Showing posts with label Moods. Show all posts
Showing posts with label Moods. Show all posts

Friday, January 11, 2008

Loosing Focus

This has been a long stressful week and it has caused me to lost my focus, my excitement, my enthusiasium. I know I have lots to get done but I don't want to do it. My shoulders hurt and I want to go to bed. I don't want to go out and sale Girl Scout cookies, I don't want to go purchase things for Sunday School, and I don't want to plan more activities - girl scout or church. I just want to be.
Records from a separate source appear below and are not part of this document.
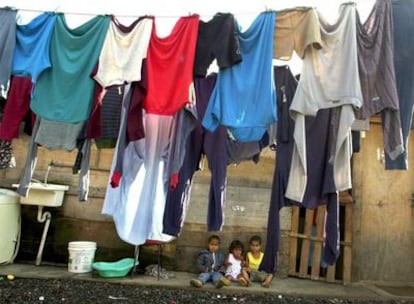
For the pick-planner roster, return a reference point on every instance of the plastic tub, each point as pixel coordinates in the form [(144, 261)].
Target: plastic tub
[(81, 256)]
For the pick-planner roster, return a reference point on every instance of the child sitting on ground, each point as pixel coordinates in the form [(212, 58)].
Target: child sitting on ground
[(210, 263), (253, 259), (234, 263)]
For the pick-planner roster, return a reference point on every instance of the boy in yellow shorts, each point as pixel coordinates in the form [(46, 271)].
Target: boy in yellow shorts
[(253, 259)]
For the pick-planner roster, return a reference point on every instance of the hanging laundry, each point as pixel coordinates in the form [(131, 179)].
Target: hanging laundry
[(170, 67), (7, 45), (64, 92), (17, 107), (329, 79), (32, 51), (211, 144), (123, 51), (296, 29), (103, 125), (377, 75), (244, 96), (217, 39), (286, 85), (403, 13)]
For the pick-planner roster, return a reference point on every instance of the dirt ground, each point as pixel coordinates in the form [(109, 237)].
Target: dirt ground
[(45, 291)]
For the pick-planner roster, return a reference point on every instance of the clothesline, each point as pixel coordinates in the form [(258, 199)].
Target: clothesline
[(131, 15), (264, 8)]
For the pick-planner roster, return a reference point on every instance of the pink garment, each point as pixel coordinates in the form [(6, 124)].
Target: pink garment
[(17, 106)]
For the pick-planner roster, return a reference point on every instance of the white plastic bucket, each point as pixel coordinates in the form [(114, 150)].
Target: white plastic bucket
[(81, 256)]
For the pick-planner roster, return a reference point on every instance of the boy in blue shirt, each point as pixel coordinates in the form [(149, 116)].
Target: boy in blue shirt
[(210, 263)]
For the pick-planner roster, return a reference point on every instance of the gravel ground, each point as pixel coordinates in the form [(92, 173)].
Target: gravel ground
[(78, 291)]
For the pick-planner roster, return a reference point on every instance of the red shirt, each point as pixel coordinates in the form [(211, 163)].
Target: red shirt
[(170, 62)]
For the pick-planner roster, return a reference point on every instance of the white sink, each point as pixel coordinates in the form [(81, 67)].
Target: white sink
[(40, 194)]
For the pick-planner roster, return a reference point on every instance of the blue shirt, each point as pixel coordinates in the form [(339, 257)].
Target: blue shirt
[(244, 98), (32, 51)]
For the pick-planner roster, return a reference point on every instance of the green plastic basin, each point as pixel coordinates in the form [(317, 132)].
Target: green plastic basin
[(114, 269)]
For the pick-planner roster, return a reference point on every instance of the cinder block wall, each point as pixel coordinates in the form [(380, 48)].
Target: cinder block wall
[(246, 211)]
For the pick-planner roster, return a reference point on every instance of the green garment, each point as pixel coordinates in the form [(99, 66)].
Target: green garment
[(64, 92)]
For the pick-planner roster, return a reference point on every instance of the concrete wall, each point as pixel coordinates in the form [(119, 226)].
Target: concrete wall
[(383, 215), (246, 210)]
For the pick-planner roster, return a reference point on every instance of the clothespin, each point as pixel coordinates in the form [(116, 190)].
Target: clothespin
[(56, 9)]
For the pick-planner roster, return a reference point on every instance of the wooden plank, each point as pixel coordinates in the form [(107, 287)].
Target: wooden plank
[(317, 245), (293, 246), (347, 250), (304, 256), (330, 274)]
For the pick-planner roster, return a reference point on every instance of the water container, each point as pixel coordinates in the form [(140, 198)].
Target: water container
[(9, 225), (81, 256)]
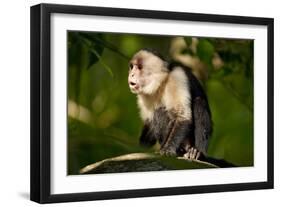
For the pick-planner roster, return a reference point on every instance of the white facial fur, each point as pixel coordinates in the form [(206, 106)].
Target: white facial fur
[(148, 79)]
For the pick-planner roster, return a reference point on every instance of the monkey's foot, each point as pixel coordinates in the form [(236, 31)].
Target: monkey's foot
[(168, 152), (192, 153)]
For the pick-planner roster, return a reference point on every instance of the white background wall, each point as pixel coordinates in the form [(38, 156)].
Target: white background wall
[(14, 101)]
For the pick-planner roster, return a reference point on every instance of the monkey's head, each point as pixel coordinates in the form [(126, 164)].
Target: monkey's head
[(147, 71)]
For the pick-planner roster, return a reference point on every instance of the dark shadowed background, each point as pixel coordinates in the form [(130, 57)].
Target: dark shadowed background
[(103, 119)]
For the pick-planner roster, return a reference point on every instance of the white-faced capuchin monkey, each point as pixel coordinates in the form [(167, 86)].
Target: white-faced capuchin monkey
[(173, 105)]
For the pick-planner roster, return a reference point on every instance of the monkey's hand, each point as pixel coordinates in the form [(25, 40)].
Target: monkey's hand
[(168, 151), (192, 153)]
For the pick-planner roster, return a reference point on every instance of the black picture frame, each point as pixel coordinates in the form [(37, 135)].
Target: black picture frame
[(41, 96)]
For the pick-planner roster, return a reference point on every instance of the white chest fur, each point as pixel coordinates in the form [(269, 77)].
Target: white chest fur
[(175, 96)]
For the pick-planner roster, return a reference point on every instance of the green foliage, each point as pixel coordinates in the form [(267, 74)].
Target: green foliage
[(205, 51), (103, 119)]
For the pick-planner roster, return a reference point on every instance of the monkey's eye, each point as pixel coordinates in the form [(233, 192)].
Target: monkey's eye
[(139, 66)]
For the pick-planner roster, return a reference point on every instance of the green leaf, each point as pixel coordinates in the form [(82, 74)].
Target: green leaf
[(102, 62), (205, 51)]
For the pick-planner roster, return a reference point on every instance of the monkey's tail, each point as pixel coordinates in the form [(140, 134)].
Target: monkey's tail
[(218, 162)]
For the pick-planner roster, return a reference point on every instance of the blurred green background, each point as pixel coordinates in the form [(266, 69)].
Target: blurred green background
[(103, 118)]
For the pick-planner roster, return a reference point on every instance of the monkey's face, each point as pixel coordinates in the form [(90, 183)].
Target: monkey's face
[(146, 73)]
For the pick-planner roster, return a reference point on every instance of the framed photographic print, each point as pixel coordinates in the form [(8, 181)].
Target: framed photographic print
[(133, 103)]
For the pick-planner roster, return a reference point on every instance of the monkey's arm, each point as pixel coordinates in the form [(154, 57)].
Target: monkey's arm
[(180, 131), (147, 139)]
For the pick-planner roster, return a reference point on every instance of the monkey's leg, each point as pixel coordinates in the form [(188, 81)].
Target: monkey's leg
[(180, 130)]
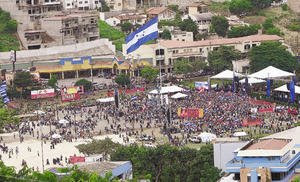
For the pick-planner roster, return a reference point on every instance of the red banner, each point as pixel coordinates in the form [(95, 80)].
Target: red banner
[(127, 91), (190, 113), (263, 110), (252, 122)]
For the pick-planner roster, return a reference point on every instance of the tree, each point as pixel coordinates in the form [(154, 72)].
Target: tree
[(219, 24), (166, 34), (126, 27), (222, 58), (149, 73), (240, 7), (261, 4), (189, 25), (123, 80), (168, 163), (87, 85), (52, 82), (242, 31), (271, 54)]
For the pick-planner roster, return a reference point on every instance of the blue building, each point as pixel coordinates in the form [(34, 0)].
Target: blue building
[(272, 158)]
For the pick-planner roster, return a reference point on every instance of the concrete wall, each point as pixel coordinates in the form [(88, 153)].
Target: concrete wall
[(223, 153)]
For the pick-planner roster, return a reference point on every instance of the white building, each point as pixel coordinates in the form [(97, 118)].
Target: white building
[(81, 4)]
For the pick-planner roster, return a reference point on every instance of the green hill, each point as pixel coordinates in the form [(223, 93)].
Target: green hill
[(8, 29)]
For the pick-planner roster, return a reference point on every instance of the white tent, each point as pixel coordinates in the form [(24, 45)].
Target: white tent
[(55, 136), (166, 90), (178, 96), (63, 121), (271, 72), (39, 112), (252, 80), (105, 100), (283, 88), (227, 74), (207, 137), (240, 134)]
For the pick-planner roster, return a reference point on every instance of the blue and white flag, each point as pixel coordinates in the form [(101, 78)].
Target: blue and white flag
[(3, 92), (147, 32)]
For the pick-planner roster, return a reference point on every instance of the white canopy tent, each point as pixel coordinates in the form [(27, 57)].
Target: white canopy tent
[(105, 100), (178, 95), (240, 134), (168, 89), (207, 137), (271, 72), (227, 74), (39, 112), (252, 80), (283, 88), (63, 121), (55, 136)]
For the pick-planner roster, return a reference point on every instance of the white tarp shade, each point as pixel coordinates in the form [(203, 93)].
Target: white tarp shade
[(227, 74), (178, 96), (207, 137), (38, 112), (63, 121), (283, 88), (271, 72), (252, 80), (105, 100), (56, 136), (166, 90), (240, 134)]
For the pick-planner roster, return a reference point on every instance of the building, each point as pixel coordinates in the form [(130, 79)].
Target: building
[(203, 21), (133, 18), (72, 28), (69, 61), (166, 52), (223, 152), (197, 8), (272, 158), (163, 13), (121, 170), (81, 4)]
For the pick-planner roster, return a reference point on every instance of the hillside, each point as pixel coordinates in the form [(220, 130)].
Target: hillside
[(8, 29)]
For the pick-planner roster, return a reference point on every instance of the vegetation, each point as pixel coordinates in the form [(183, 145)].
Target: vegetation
[(240, 7), (8, 27), (123, 80), (114, 35), (184, 66), (9, 174), (271, 54), (87, 85), (219, 24), (245, 30), (168, 163), (149, 73), (269, 28), (166, 34), (222, 58)]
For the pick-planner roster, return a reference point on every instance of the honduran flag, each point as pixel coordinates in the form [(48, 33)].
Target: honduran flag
[(147, 32), (3, 92)]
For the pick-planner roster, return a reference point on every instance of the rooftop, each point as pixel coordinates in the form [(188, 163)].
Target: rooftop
[(156, 10), (267, 144), (171, 44), (100, 47)]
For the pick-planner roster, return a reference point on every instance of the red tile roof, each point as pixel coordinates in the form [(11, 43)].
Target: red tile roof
[(254, 38)]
That is me today: flustrated and unfocused.

One of my dearest and best friends called me this morning and she was soooo excited. She has been gone all week at a conference and she is fired up about what she learned and wants to spread the word. (Which I'm very glad for and support her 100%) I just am not excited to hear it. Not that it is her or the subject, it's just me. I don't like being this way because I support her work and her enthusiasium, I just wish I had it too. She wanted to get together this afternoon and normally if she has been gone as much as she has I'm right there. Drop everthing, reschedule, There. But today when she ask, I just couldn't and it has been eating at me since I got off the phone. I'm not a put my friends at arms length type person. I'm the hug, high fives, support beyond any cost type. This mood has got to go.

Tuesday, June 26, 2007

Bitchology

I received this from a friend this morning and it fits today so I'm posting it here. I don't know the author of this but I would like to thank her, whom ever she may be. I'm with you, sister.

When I stand up for myself and my beliefs, they call me a bitch.

When I stand up for those I love, they call me a bitch.
When I speak my mind, think my own thoughts or do things my own way, they call me a bitch.
Being a bitch means I won't compromise what's in my heart.

It means I live my life MY way.
It means I won't allow anyone to step on me.
When I refuse to tolerate injustice and speak against it, I am defined as a bitch.

The same thing happens when I take time for myself instead of being everyone's maid, or when I act a little selfish.
It means I have the courage and strength to allow myself to be who I truly am and won't become anyone else's idea of what they think I "should" be.
I am outspoken, opinionated and determined.
I want what I want and there is nothing wrong with that!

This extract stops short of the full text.